Alyssa Nelson is entering the 8th grade and shares concerns common among students her age.  She is worried about her new schedule and whether she will have classes with her friends.  There are many apprehensions children and parents face, but how does one know if these fears are something more, and if they are more, what can be done?

"Parents need to know what's going on," Brenday Turman warns, " be there to guide them and give them directions."

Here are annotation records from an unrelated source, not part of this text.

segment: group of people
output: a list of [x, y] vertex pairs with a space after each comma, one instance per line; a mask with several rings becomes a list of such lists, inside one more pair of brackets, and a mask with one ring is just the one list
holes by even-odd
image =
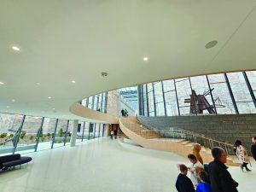
[[[252, 138], [251, 153], [256, 160], [256, 137]], [[183, 164], [178, 165], [180, 174], [177, 176], [176, 189], [178, 192], [237, 192], [238, 183], [236, 182], [224, 165], [227, 162], [227, 154], [222, 148], [214, 147], [212, 148], [213, 160], [203, 164], [200, 154], [201, 145], [194, 144], [192, 154], [188, 154], [191, 162], [189, 166]], [[247, 167], [249, 162], [247, 150], [243, 148], [240, 140], [236, 141], [234, 151], [242, 163], [241, 170], [251, 172]], [[190, 178], [187, 177], [190, 172]]]
[[122, 117], [128, 117], [129, 116], [128, 115], [128, 111], [127, 111], [126, 108], [121, 110], [121, 114], [122, 114]]
[[[178, 192], [212, 192], [207, 166], [203, 164], [200, 154], [201, 145], [195, 143], [192, 154], [188, 154], [191, 165], [188, 167], [183, 164], [178, 165], [180, 174], [177, 176], [176, 189]], [[190, 172], [190, 178], [187, 177]]]

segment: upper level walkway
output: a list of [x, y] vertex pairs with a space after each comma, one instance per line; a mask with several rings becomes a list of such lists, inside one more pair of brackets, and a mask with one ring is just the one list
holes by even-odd
[[[26, 155], [33, 158], [26, 167], [0, 173], [1, 192], [174, 192], [176, 165], [189, 164], [172, 153], [107, 137]], [[255, 169], [229, 171], [239, 183], [240, 192], [252, 191]]]

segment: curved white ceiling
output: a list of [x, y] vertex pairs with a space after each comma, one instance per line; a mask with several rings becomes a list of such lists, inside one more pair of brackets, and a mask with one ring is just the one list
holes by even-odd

Turman knows the drill. After raising her kids and getting them through school, she is now doing the process again with her grandkids, 5th grader Ashlyn O'Neal and 8th grader Jordan O'Neal.  Turman says that children will be apprehensive, but a parent or guardian needs to be patient and simply listen to their concerns.

Alyssa Nelson's mother, Patty, is conerned more about her child's well-being.

"The way society is today," she admits, " that's my biggest concern."

With obstacles like drugs, bullies and medical issues, parents have a lot to be nervous about at the beginning of school.  However, encouraging communication and taking care of their child's overall health and well-being are two areas parents need to focus on.   The latter is second-nature to most parents: making sure their child is getting enough sleep, providing healthy meals, and addressing medical issues.  The former, however, can frustrate and confuse parents since children go through so many developmental stages and as they grow, they express themselves in different ways.

In an article entitled "What Parents Should Know," Lisa Fritscher breaks down the different stages a child goes through and their reactions to pressures and fears.

Elementary school is a time when children start to regress by becoming clingy or throwing tantrums.  They either freeze or run away when confronted with a situation that makes them uneasy.  Fritscher says that parents should be aware that stomach aches or other physical complaints are common and sometimes follow a pattern.

Middle school begins the establishment of identities.  Students experience more pressure as they forge more adult friendships and begin thinking about their future.  Bullying and humiliation can lead a child to express their fear through defiance.  They could become withdrawn or argumentative.  Some get involved with the wrong crowd, turn to drugs or alcohol, or skip school.

High school brings a whole new wave of change and pressure. Students are torn between wanting to be an adult, yet still holding on to their childhood.  Grades, dating, and college wears heavy on their mind.

Two phobias that are most common during this age are agoraphobia and social phobia.  Agoraphobia is the abnormal fear of public places and interaction, often associated with anxiety attacks.  Social phobia is any phobia, other than agoraphobia, associated with a fear of social situations where one could be criticized by others.

According to the article, parents need to be supportive within reason.  It advises against making your child "face their fear," saying by doing so, it could cause psychological problems.  However, don't be too supportive.  Avoid shielding your child from every fear they may have.

If you need help, talk to a teacher or counselor.  Be careful not to put the teacher on the defense, however.

The most important action parents can take is to talk with--not to--their child.  Listen to what they have to say,and encourage them to share as much or as little as they wish.

By taking these simple steps, parents and children can be prepared for what the new year brings.